Everyone knows that, in general, state schools are better in leafier areas. That’s why wealthy parents pay so much for houses in a good catchment areas: make no mistake, they’re buying their school place as surely as someone who sends their child to Eton.
Ch4 Dispatches commissioned the Centre for Social Justice to look at five years worth of exam results, and then map it against deprivation. In theory, there should be no link: if schools serve rich and poor equally – giving extra support to deprived communities if needed – then the results should be the same. Instead, we found a picture of near-perfect inequality:
Teaching unions are very good at blaming the parents, and saying (in polite terms) that poor kids will never get as decent exams as the rich because of complex sociological factors. This is what’s known as the ‘soft bigotry of low expectations’. And while it’s true that kids in Britain can start at a disadvantage, the gap – appallingly — widens as they make their way throughout the state system.
It’s a shame that so many who are genuinely upset about inequality in Britain can’t see past the private school system. Of course, no analysis of inequality in Britain is complete without looking at private education. We filmed at Wellington College and spoke to its master, Sir Antony Seldon. The fees are £35,000 a year, and you can certainly see why it helps the rich get richer. This money buys you the best education in the world. I sat in on a few classes, spoke to the pupils, and marveled at the quality of tuition and support that these kids were getting.
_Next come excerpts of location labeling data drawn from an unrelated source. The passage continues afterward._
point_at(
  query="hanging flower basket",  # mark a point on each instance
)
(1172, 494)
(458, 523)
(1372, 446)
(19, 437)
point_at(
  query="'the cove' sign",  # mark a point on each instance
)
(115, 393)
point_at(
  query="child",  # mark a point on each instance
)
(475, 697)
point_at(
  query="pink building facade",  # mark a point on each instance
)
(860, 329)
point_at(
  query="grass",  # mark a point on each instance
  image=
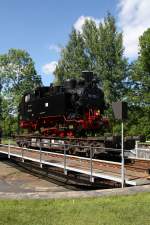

There are very few things that Britain genuinely does better than anyone in the world, and private education is one of them.
Wellington doesn’t tolerate its pupils becoming snooty or aloof: I met a pupil who works in a food bank, for example. Another two were on scholarships. I sat in on a class of 17 year olds comparing styles of American literature – something I can’t do even now. I suppose you could go there and get angry at the privilege these kids enjoyed. I couldn’t. You play the hand you’re dealt in life, and the pupils at Wellington – and schools like it – are dealt the best hand imaginable.
It would be easy when making a film like this to walk away with footage of this incredible school and say: bingo! These kids get superb education, they literally get taught grit and character, its an unfair advantage over state-educated pupils so shut ’em down and make Britain fairer! But this is rather facile, and has diverted attention from the greater scandal. The state sector educates 93 per cent of pupils, and it serves the poor far better than the rich. In Britain, if you’re poor, the odds are your child will be given a bad education and then become poor as well.
Michael Gove’s reforms have helped, as did Tony Blair’s. But reform is tough, the path of the reformer is strewn with landmines. Blair gave up, and Gove was sacked. It seems as if the school reform agenda is being abandoned.
So yes, Britain’s private schools are world-class. But it’s the state system that threatens to send inequality cascading down the generations. I’ll leave the last word to Sir Anthony:
‘Inequality of education is responsible for inequality of opportunity in Britain, and we must devote far greater resources if we are to thrive as a nation, if we are to be a good society full of law abiding citizens we need to be thinking much more about what happens inside schools.’
PS I was put in the scent of this by pioneering research from Chris Cook of the FT who made a ‘graph of doom’ showing broadly the same thing for years ago. Mine is a version of his.